Marino volvió a living, se sentó y se puso a soplar la taza como si con ello pudiera enfriar rápido el café.

—A eso tienes que sumarle la cantidad de cosas que activamente están tomando o se supone que toman y, ¿qué tenemos? —prosiguió—. Que la única razón por la que Chuckie-querido necesita trabajar en la morgue es para robar drogas. Mierda, él no necesita el dinero, y eso puede estar relacionado con la razón por la que su trabajo ha sido tan deficiente en los últimos meses.

—Podría ganar miles de dólares por semana —dije.

—Doc, ¿tienes algún motivo para pensar que puede estar conectado con tus otras oficinas y que hace que otra persona actúe de la misma manera? Ellos le consiguen las pildoras, y él les hace un pequeño corte.

—No tengo la menor idea.

—Tienes oficinas en cuatro distritos. Si alguien roba drogas en todas ellas, a esta altura ya debe de manejar dinero bien grande —reflexionó Marino—. Mierda, hasta es posible que esa alimaña de porquería esté involucrada en el crimen organizado, un zángano más que trae lo suyo a la colmena. El problema es que esto no es como hacer compras en Wal-Mart. Él cree que es tan sencillo hacer negocios con un tipo de traje, con una mujer taimada. Esta persona le pasa la mercadería al otro eslabón de la cadena. Tal vez, con el tiempo, la cambia por armas al final de la línea, o sea en Nueva York.

O Miami, pensé.

—Gracias a Dios que nos alertaste, Rose —dije—. Lo último que quiero es que algo salga de la oficina y termine en manos de gente capaz de lastimar a otros o incluso matarlos.

—Para no mencionar que probablemente los días de Chuck pronto estarán contados —añadió Marino—. Por lo general, las personas como él no viven mucho.

Se puso de pie y se acercó a Rose.

—Ahora dígame, Rose —pidió él con suavidad—, ¿qué le hace pensar que lo que acaba de decirnos tiene algo que ver con el asesinato de Kim Luong?

Rose respiró hondo y apagó la lámpara que tenía al lado, como si le molestara a la vista. Las manos le temblaban tanto que, cuando tomó su jarro, se le volcó un poco de té.

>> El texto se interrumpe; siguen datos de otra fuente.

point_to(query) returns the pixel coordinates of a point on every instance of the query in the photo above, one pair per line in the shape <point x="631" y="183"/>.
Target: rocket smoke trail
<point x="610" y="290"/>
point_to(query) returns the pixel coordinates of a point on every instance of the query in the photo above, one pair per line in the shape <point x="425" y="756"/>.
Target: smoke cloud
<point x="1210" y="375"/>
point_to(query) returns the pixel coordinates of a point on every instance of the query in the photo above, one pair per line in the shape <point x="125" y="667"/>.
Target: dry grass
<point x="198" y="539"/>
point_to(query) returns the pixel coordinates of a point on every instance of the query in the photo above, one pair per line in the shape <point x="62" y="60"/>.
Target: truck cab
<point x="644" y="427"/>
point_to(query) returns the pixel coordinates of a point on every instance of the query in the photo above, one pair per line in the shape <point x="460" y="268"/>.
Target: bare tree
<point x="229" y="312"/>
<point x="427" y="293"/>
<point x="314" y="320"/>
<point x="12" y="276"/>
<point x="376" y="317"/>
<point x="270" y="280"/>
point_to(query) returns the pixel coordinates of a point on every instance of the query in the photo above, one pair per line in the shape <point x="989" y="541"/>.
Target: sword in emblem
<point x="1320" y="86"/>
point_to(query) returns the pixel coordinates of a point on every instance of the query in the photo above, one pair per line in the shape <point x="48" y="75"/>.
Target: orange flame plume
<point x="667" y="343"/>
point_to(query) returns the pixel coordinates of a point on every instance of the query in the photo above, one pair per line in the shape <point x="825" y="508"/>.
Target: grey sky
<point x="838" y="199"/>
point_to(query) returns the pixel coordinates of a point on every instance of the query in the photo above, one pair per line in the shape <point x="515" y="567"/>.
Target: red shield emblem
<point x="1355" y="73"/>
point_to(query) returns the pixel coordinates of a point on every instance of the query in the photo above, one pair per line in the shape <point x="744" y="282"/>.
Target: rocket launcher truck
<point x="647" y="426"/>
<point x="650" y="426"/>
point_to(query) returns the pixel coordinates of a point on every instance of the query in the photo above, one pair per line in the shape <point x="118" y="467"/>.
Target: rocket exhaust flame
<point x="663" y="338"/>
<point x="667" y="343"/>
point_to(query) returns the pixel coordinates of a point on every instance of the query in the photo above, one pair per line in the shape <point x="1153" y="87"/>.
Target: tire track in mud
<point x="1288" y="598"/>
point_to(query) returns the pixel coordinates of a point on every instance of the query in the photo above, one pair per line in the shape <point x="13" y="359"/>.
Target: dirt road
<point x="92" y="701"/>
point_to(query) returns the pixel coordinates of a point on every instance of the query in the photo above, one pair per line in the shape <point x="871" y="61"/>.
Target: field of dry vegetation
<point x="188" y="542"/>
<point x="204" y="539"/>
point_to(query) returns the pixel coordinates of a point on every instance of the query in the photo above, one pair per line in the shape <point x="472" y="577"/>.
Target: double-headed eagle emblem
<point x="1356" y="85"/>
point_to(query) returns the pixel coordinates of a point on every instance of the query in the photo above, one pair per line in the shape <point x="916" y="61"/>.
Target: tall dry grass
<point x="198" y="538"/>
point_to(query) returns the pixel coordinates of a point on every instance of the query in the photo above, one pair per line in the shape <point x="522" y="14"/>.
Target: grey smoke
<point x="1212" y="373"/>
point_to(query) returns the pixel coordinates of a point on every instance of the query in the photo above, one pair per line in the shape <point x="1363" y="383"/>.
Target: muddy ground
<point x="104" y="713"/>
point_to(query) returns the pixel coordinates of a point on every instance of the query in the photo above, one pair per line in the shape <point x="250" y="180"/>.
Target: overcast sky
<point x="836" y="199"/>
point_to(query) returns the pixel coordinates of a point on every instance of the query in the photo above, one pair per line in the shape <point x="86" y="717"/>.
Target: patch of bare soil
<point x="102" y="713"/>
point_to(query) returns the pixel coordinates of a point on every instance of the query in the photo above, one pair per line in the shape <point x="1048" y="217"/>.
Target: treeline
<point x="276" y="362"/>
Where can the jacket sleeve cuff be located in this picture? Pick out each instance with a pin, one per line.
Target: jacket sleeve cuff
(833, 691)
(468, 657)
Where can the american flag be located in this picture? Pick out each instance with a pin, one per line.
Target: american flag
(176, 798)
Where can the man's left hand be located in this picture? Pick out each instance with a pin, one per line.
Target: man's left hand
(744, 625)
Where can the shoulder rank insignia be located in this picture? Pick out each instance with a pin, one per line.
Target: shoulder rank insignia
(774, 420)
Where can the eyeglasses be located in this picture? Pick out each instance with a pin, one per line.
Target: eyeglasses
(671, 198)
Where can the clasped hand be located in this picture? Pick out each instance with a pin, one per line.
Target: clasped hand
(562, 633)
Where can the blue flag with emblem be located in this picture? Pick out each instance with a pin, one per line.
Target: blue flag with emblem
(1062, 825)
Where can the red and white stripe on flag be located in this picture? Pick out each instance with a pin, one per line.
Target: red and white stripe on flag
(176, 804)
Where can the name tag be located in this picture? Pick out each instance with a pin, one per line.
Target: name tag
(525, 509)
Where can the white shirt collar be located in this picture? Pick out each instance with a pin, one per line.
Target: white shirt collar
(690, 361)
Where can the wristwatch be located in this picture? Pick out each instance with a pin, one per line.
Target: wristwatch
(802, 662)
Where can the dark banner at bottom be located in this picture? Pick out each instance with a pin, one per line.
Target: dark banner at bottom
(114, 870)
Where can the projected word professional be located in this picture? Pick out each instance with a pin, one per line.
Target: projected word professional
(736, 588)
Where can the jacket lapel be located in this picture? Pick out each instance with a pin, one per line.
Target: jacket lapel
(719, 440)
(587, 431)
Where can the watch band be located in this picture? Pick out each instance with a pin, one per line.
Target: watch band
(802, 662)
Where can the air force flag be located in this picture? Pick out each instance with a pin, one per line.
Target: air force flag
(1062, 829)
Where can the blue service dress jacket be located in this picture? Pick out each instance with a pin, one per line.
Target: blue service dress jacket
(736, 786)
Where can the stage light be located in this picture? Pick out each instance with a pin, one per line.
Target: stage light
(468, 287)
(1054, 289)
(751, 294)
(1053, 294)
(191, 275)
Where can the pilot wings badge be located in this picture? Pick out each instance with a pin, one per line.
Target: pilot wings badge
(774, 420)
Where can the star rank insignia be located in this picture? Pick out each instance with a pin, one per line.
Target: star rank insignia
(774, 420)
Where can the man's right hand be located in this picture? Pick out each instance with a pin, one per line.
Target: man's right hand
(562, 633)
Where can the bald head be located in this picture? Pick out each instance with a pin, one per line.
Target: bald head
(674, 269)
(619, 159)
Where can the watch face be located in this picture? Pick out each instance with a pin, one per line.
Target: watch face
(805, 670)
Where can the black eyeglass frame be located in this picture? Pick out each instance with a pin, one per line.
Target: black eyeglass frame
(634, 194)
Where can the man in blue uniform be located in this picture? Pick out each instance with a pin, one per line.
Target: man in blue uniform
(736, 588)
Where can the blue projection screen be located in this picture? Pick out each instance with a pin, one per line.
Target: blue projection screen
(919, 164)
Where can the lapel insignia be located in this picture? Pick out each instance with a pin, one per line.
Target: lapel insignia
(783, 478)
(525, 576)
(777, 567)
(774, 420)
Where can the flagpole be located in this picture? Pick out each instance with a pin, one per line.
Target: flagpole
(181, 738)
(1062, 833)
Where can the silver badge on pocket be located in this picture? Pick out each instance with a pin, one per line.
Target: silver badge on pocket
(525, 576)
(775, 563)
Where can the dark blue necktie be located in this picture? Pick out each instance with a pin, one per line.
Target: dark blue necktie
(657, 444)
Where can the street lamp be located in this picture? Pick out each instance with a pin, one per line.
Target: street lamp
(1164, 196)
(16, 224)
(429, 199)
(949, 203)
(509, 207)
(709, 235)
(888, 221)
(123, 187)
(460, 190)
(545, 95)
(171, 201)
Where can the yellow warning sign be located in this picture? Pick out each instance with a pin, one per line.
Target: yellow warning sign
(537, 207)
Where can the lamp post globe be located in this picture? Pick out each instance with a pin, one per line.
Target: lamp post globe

Secó la mancha que le quedó en la falda con una servilleta de papel.

—Anoche, camino a casa de la oficina, decidí comprar unos bizcochos y algunas otras cosas más —comenzó a decir, de nuevo con voz temblorosa.

—¿Sabe qué hora era exactamente? —preguntó Marino.

—No con exactitud, pero diría que alrededor de las seis.

—A ver si entendí bien —recapituló Marino mientras tomaba notas—. Pasó por Quik Cary a eso de las seis de la tarde. ¿La tienda estaba cerrada?

—Sí. Y eso me fastidió un poco porque no se supone que cierre hasta después de las seis. Confieso que pensé cosas muy feas que ahora me hacen sentir culpable. ¡Allí estaba ella, muerta, y yo me enojé porque no pude comprar los bizcochos…! —comenzó a sollozar.

—¿Vio algún auto en el estacionamiento? —preguntó Marino—. ¿Alguna persona o personas?

—No, ni una —contestó ella.

—Piénselo bien, Rose. ¿Hubo algo, lo que fuera, que le llamó la atención?

—Sí, claro —respondió—. Y a eso quería llegar. Desde Libbie alcancé a ver que el mercado estaba cerrado porque las luces estaban apagadas, así que entré en el estacionamiento para pegar la vuelta, y vi entonces el cartel de «Cerrado» en la puerta. Volví a Libbie y apenas si había llegado a la altura de la tienda ABC cuando de pronto había un auto detrás de mí, con los faros altos encendidos.